De voor 'Verkeer' aangewezen gronden zijn bestemd voor:
a wegen, straten en paden met hoofdzakelijk een verkeersfunctie;
b ter plaatse van de aanduiding ‘gemaal’ is een gemaal met bijbehorend opslagterrein toegestaan;
c ter plaatse van de aanduiding ‘specifieke vorm van bedrijf - zoutloods’ is de opslag van strooizout met bijbehorende strooivoorzieningen toegestaan;
met de daarbij behorende:
d ongebouwde parkeervoorzieningen;
e fietsenstallingen;
f voet- en fietspaden;
g groenvoorzieningen, waaronder bermen, taluds en beplanting;
h kunstwerken;
i objecten van beeldende kunst;
j standplaatsen;
k water;
l waterhuishoudkundige voorzieningen.
Op of in de gronden mogen uitsluitend gebouwen en bouwwerken, geen gebouwen zijnde, worden gebouwd ten dienste van de bestemming.
Voor het bouwen van gebouwen gelden de volgende bepalingen:
a gebouwen mogen uitsluitend binnen een bouwvlak worden gebouwd;
b het bouwvlak mag volledig worden bebouwd;
c de maximale bouwhoogte is aangegeven ter plaatse van de aanduiding ‘maximale bouwhoogte (m)’.
Voor het bouwen van bouwwerken, geen gebouwen zijnde, gelden de volgende bepalingen:
a bouwwerken, geen gebouwen zijnde mogen binnen en buiten het bouwvlak worden gebouwd;
b de bouwhoogte van beeldende kunst bedraagt maximaal 3 m¹;
c de bouwhoogte van overige bouwwerken, geen gebouwen zijnde, bedraagt maximaal 6 m¹.

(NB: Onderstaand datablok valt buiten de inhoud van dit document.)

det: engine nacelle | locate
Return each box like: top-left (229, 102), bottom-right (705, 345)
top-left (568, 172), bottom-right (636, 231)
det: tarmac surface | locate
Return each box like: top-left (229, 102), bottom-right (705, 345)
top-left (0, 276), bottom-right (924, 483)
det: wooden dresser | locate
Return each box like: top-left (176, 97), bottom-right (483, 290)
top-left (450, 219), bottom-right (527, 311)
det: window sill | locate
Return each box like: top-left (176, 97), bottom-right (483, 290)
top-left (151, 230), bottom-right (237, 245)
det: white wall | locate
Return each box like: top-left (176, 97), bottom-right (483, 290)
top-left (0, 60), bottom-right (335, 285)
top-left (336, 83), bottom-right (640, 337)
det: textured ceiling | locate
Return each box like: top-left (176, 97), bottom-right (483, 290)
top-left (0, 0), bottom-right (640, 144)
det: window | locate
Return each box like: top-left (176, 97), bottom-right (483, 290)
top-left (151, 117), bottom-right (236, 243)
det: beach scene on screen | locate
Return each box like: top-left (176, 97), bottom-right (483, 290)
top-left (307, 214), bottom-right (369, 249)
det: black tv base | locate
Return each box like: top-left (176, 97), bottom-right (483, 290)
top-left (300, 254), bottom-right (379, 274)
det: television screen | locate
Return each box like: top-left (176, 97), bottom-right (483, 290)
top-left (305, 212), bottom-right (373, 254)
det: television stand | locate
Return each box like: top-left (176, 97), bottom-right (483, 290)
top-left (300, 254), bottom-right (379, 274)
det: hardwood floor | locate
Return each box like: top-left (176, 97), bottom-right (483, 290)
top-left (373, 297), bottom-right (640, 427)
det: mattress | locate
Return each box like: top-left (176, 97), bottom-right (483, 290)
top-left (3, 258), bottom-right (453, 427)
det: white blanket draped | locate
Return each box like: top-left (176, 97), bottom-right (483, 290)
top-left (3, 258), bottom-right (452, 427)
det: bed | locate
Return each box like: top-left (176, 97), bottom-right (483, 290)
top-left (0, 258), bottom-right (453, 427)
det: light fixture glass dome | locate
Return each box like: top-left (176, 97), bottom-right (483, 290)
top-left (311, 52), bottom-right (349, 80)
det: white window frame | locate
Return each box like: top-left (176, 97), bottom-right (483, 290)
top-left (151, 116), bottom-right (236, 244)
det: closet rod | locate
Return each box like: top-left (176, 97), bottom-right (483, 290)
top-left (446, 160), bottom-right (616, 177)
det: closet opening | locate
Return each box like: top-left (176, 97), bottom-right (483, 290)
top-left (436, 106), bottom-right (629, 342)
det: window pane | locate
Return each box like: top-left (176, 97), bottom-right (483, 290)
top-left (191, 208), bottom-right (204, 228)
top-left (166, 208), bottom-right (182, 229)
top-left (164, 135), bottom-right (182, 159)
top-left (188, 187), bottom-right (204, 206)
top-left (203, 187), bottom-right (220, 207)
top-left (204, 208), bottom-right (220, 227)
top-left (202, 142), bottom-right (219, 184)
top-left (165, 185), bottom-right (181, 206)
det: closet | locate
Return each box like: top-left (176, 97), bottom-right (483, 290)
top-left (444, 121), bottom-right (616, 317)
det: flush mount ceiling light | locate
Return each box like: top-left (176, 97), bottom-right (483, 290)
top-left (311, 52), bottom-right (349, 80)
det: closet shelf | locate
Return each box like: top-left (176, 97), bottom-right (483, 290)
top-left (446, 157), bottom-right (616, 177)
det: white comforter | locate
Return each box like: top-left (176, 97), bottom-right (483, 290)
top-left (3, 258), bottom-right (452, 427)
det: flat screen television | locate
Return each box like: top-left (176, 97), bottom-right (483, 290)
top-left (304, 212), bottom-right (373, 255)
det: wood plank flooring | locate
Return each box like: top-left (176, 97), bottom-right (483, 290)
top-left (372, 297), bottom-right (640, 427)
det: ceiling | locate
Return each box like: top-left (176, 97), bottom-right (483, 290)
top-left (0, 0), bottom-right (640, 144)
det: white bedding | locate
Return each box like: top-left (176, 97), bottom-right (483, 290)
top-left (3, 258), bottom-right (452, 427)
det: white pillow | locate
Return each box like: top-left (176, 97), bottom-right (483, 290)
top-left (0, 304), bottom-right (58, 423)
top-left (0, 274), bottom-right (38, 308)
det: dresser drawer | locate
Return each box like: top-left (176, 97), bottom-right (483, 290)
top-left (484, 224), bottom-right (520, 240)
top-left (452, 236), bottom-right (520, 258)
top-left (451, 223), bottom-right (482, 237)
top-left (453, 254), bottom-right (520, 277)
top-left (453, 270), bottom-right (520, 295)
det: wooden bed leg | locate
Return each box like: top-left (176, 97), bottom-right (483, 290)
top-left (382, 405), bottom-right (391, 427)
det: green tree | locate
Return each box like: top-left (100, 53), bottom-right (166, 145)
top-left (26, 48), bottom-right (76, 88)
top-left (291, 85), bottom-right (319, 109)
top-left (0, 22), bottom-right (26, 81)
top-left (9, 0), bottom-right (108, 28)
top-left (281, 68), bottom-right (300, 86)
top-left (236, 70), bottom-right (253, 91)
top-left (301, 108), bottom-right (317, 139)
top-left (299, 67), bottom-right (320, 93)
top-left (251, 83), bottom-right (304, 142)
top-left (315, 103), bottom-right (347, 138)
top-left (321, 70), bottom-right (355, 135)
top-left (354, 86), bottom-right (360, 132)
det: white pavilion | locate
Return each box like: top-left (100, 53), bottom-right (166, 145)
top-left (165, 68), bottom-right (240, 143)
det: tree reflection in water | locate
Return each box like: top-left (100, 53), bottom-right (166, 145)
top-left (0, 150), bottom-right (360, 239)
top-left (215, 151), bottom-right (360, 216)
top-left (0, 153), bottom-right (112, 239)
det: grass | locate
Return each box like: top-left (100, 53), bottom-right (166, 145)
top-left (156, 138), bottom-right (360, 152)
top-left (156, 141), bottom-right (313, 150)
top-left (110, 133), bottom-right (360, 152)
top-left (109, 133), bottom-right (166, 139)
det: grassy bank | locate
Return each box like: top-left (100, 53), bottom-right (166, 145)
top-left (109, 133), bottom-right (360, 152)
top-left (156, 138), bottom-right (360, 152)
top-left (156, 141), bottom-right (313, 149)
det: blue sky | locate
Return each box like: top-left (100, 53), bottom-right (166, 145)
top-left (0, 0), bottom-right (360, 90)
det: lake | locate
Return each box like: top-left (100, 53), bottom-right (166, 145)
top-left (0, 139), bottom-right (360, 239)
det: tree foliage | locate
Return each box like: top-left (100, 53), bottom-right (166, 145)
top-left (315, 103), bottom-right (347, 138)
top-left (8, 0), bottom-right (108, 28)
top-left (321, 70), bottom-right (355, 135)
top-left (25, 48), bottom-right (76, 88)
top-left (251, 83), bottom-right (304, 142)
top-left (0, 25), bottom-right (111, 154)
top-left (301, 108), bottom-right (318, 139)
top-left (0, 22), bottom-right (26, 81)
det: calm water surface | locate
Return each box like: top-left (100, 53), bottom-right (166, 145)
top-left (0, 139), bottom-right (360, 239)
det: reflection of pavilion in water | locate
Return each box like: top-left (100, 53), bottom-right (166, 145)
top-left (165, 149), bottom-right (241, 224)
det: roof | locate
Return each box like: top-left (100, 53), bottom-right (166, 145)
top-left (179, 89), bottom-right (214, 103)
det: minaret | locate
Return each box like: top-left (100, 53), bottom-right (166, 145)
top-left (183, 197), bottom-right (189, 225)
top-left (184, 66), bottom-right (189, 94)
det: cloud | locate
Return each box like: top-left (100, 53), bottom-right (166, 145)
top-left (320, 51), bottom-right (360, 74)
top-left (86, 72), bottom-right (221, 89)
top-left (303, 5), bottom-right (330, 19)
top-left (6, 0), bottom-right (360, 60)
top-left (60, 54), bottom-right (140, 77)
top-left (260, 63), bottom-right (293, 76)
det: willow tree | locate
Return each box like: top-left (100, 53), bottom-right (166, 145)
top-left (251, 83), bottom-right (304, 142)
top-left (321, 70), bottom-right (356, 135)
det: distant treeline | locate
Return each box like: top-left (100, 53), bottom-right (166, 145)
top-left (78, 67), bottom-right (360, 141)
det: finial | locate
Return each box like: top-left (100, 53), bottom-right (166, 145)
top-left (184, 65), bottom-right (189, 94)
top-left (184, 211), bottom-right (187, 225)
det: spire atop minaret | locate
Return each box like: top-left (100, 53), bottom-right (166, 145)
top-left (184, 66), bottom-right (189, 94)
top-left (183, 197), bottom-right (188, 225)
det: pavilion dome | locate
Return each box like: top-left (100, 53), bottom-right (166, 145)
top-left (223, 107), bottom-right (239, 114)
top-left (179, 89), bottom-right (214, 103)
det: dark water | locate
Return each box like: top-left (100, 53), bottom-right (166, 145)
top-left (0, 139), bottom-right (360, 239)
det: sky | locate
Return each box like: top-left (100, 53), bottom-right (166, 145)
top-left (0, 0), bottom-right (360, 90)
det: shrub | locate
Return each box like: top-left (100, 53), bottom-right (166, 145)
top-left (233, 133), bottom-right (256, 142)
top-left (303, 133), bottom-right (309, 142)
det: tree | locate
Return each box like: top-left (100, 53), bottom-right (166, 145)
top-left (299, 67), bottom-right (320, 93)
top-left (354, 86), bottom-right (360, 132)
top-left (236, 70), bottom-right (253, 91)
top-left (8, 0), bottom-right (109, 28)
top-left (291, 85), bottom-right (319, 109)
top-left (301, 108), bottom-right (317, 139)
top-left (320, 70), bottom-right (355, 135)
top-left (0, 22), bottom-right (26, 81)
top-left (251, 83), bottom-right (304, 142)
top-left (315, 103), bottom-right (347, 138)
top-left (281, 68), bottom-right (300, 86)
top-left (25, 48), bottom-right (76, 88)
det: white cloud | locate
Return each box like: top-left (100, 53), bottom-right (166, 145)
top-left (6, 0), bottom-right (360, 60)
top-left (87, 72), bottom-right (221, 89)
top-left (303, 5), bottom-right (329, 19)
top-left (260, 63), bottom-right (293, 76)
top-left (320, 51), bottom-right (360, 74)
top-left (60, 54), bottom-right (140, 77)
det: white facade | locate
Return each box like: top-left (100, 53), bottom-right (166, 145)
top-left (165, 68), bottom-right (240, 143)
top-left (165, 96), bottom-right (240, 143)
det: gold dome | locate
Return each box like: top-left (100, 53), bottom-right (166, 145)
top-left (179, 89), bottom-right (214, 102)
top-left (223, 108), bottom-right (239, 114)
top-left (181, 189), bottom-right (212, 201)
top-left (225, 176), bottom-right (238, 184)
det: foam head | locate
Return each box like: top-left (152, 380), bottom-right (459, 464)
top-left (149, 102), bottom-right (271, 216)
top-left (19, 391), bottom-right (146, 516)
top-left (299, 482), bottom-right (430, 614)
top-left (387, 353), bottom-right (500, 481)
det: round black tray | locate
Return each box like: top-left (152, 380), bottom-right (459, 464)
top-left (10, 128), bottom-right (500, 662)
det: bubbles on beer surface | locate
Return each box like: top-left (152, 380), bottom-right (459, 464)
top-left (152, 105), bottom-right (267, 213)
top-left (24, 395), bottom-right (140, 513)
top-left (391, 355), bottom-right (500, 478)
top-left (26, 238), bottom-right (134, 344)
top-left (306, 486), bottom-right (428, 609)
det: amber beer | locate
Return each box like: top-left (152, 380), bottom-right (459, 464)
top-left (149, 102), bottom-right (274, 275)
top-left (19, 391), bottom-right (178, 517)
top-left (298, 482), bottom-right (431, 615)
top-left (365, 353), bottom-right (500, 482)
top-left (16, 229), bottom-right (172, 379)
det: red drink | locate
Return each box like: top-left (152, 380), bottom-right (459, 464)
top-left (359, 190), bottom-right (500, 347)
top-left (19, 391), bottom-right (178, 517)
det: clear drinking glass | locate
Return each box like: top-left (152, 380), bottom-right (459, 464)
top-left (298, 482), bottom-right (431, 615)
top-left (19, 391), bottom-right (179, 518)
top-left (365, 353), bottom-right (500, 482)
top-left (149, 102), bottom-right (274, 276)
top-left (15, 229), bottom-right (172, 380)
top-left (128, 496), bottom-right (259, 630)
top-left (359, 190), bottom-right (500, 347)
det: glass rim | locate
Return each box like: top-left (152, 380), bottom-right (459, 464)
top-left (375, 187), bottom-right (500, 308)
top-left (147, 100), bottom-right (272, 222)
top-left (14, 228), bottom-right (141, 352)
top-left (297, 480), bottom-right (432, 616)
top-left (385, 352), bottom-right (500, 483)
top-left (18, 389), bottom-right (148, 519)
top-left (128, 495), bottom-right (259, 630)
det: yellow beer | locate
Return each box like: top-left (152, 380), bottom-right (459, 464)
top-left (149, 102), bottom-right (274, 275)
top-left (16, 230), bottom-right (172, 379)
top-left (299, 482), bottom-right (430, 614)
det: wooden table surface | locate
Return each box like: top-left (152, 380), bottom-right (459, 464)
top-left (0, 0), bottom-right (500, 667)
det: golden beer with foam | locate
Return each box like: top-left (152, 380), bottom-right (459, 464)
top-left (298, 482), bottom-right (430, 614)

Het bevoegd gezag kan bij een omgevingsvergunning afwijken van het bepaalde in lid
12.1 voor het toestaan van het gebruik van gronden en bouwwerken als jongerenontmoetingsplaats, met dien verstande dat:
a
de oppervlakte maximaal
b de afstand tot een woning ten minste 50 m1 bedraagt.